Il titolo di questa sera è : Comunemente, generalmente, normalmente. Come e perché nonostante l’epoca il cervello non va all’ammasso. Qui si potrebbe aggiungere nonostante l’epoca e la pervicacia di alcuni e l’ingenerosità di altri. Dunque, generalmente, comunemente, normalmente, tre modi con cui si annuncia per vie traverse il fantasma di padronanza, il fantasma dell’ammasso, il fantasma di partecipazione, di condivisione, di adesione, di comunanza, di comunella, di appartenenza, di familiarismo, insomma di adesione alla soggettività, quella soggettività che stabilisce, rispetto a qualcosa da fare, di pensarci se farla o non farla.

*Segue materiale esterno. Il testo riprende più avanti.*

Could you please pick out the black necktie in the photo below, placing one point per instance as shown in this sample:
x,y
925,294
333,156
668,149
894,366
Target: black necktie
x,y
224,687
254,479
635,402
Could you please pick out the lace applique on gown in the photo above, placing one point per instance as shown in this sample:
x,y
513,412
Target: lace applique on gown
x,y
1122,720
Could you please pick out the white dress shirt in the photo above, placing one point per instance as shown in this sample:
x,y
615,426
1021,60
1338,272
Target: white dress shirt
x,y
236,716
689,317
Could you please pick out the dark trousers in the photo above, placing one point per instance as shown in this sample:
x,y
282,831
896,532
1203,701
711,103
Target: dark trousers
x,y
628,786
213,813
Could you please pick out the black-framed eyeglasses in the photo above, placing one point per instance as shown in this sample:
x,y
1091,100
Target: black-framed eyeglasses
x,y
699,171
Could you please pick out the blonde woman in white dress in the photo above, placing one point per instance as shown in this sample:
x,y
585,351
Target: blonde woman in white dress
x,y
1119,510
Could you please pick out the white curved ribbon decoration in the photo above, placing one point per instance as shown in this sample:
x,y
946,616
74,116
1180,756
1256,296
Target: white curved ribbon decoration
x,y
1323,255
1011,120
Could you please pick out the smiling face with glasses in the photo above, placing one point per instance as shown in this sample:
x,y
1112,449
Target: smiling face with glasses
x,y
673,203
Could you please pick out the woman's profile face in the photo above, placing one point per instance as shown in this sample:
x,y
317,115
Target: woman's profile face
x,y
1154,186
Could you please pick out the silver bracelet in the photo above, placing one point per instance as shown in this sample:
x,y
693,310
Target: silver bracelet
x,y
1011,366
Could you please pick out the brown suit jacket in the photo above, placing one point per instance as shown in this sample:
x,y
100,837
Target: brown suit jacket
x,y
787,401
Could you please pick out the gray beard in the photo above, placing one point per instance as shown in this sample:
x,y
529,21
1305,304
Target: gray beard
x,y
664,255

Il fantasma di padronanza sorge, si istituisce per tentare una presa sulla parola, e su questa idea di presa sulla parola, di gestione della parola, di controllo, di possibilità di mediazione con l’urgenza che la parola indica, si erige il discorso di padronanza. Sono molte le fantasie per cui sorge quest’idea di presa, quest’idea di contrapposizione, quest’idea di prestanza, di prestazione rispetto a cui il rivale è subito pensato, congetturato, instaurato. Uno dei modi con cui si esercita questo fantasma di padronanza è la fantasia di possessione, fantasia di possesso e dunque di essere posseduto, di poter possedere, di poter avere, di poter essere, perché è con la fantasia di possessione, quella per cui ognuno è preso nell’idea di sé o nell’idea dell’Altro come rappresentabile, è con questa fantasia che dunque è di possessione che uno si costruisce il suo ritratto, e si fa personaggio, diventa il personaggio della sua epopea, della sua storia passata, della sua storia tribolata, della sua via crucis rappresentata, rappresentandosi, infatti, come povero Cristo. Il fantasma di possessione ha avuto la sua notorietà e sua pubblicità fin da Platone, con l’idea di una possessione diabolica o divina, demoniaca, che poteva contraddistinguere ora il pazzo, ora il poeta. Per Platone la poesia non è un’arte, è il segno della possessione divina, e la pazzia non è una malattia, è il segno della possessione diabolica, e da Platone in poi questo segno si è mantenuto dall’indemoniata alla strega, al pazzo, a ognuno in quanto padrone di sé, in quanto se stesso.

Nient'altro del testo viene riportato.